9. Do you have medical complaints but doctors can’t find anything wrong? Yes = 3; No = 0

10. Are you often fatigued, even after a good night sleep? Yes = 5; No = 0

11. Do you have trouble falling asleep and/or wake up too early and can’t go back to

sleep?
Yes = 3; No = 0

12. What is your Body Mass Index (BMI)? Weight (lbs) x 704.5 / height (in)2 < 25 = 0; 25 – 29.9 = 3; >30 = 5

13. Do you feel depressed or sad most of the time? Yes = 3; No = 0

14. On an average day, how much pain do you have?
No pain = 0; minor aches, nothing serious = 1; “annoying” pain = 2; sometimes a lot of pain, depends on the day = 3; usually in pain = 4

15. How often do you eat fish/ take omega-3 supplements/week?
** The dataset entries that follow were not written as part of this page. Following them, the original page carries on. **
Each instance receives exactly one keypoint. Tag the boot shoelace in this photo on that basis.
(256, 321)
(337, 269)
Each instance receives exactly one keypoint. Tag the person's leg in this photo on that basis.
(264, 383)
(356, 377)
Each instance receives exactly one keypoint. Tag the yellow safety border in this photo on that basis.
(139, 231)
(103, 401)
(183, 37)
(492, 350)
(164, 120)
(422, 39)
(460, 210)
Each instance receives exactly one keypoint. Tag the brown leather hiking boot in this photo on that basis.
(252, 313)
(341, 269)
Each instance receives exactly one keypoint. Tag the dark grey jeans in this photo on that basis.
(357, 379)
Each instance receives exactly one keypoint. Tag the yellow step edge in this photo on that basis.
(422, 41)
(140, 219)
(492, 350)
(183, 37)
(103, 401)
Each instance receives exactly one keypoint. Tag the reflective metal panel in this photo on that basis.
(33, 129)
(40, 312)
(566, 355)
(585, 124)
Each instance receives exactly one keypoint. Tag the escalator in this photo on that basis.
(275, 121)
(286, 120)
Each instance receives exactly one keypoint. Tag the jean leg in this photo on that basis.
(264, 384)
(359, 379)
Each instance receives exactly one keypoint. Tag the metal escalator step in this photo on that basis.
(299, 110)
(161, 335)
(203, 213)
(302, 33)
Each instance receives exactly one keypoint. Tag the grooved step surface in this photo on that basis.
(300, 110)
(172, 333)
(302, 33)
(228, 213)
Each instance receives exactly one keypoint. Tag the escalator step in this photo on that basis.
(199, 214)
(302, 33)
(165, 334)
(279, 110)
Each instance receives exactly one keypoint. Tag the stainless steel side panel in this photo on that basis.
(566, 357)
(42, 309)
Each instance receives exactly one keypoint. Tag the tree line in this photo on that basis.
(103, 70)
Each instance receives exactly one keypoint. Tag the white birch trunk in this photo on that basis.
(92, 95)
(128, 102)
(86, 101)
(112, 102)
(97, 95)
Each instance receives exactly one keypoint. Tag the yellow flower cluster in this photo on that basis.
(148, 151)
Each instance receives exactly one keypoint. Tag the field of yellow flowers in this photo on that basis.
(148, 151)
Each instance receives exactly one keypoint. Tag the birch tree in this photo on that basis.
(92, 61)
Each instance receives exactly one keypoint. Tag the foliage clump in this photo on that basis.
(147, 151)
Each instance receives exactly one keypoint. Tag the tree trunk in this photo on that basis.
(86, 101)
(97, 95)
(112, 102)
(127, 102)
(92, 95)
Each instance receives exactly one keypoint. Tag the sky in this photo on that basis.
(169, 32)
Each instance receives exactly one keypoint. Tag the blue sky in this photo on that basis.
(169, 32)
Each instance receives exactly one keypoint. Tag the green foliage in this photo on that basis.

None = 3; 1 or 2 = 0; >3 = -3

16. How many servings of fruits and vegetables do you eat/day? None = 5; 1-3 = 3; 3-7 = 0; >7 = -5

17. What is the population size of where you live?
> 1 million = 5; 500,000 – 1 million = 3; < 500,000 = 0

18. What fuel do you use for home heating?
Kerosene burner/wood stove = 5; oil or gas furnace = 3; heat pump or electric = 0

19. How often do you use heavy-duty cleaning products (bleach, ammonia, bath, and shower cleaners, mildew removers, etc) in your home?

Never, only use natural cleaners = 0; rarely = 1; often = 2; daily = 4 20. Do you regularly use air fresheners, either spray or plug in?  Yes = 2; No = 0

21. How often do you feel stressed?

Rarely = 0; About average = 1; Often = 2; Always = 5

22. How often do you exercise?

Never = 5; rarely (1x week or less) = 4; 1-2/week = 1; regularly,

3 or more/week = -5
23. Do you regularly take steroids – either by prescription or performance- enhancing?

Yes = 5, No = 0
24. Do you take aspirin, ibuprofen, or other NSAIDs, or statin medication?

Yes = -5; No = 0
25. Are you exposed to pesticides?

Frequently = 5; Sometimes = 3; Never = 0 Total Inflammation Score =

Add up your numbers:

Max = 98, Lowest = 18
Your Score: 50- 98: High inflammation risk. Don’t panic!! This only means you have a higher than average risk of developing the disease- but there are things you can do! Talk to your doctor – ask about testing your C-reactive protein (CRP). And follow guidelines to reduce your risk score.
Your Score: 20-49: Moderate inflammation risk. Look for areas where you scored the highest and plan ways to change those risk factors, especially with increased age.
Your Score: < 20: Congratulations!! This is a great place to start towards a lifetime of wellness and disease prevention. Pay attention to areas that will increase risk in the future!